Shade is murdered by Gradus on July 21, 1959. July 21 is Ada’s birthday. The three main characters in Pale Fire, Shade, Kinbote and Gradus seem to represent three different aspects of Botkin’s personality. An American scholar of Russian descent, Professor Vsevolod Botkin went mad and became Shade, Kinbote and Gradus after the tragic death of his daughter Nadezhda (Hazel Shade of Kinbote’s commentary). There is a hope that, when Kinbote completes his work on Shade’s poem and commits suicide (on Oct. 19, 1959, the anniversary of Pushkin’s Lyceum), Botkin, like Count Vorontsov (a target of Pushkin’s epigrams, “half-milord, half-merchant, etc.”) will be full again.
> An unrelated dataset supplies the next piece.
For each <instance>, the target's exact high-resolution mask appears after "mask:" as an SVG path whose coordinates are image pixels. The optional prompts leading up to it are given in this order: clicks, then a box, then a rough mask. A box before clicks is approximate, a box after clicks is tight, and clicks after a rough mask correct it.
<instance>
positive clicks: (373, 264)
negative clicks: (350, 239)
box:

In Pushkin’s “Mozart and Salieri” Mozart uses the phrase nikto b (none would), Botkin in reverse.

 

A leitmotif in Shade’s poem are the opening lines of Goethe’s Erlkönig (1782): Wer reitet so spät durch Nacht und Wind? / Es ist der Vater mit seinem Kind (Who rides so late through night and wind? / It is the father with his child). Goethe is the author of Faust (1808-32). In his translation (1932) of Faust’s Zueignung (Dedication) into Russian VN mentions labirint zhiznennogo sna (the labyrinth of life’s dream):

 

Отрада в вас мне чудится былая,

а тень встаёт родная не одна,

встаёт любовь и дружба молодая,

как полузвук, преданье, старина,

и снова - боль, и жалуясь, блуждая

по лабиринту жизненного сна,

зову я милых, счастием жестоко

обмеренных, исчезнувших до срока.

 

You bring with you the sight of joyful days,
And many a loved shade rises to the eye:
And like some other half-forgotten phrase,
First Love returns, and Friendship too is nigh:
Pain is renewed, and sorrow: all the ways,
Life wanders in its labyrinthine flight,
Naming the good, those that Fate has robbed
Of lovely hours, those slipped from me and lost.

 

Ihr bringt mit euch die Bilder froher Tage,
Und manche liebe Schatten steigen auf;
Gleich einer alten halbverklungnen Sage
Kommt erste Lieb' und Freundschaft mit herauf;
Der Schmerz wird neu, es wiederholt die Klage
Des Lebens labyrinthisch irren Lauf,
Und nennt die Guten, die, um schöne Stunden
Vom Glück getäuscht, vor mir hinweggeschwunden.

 

Among the Russian translators of Goethe's Faust is Pasternak.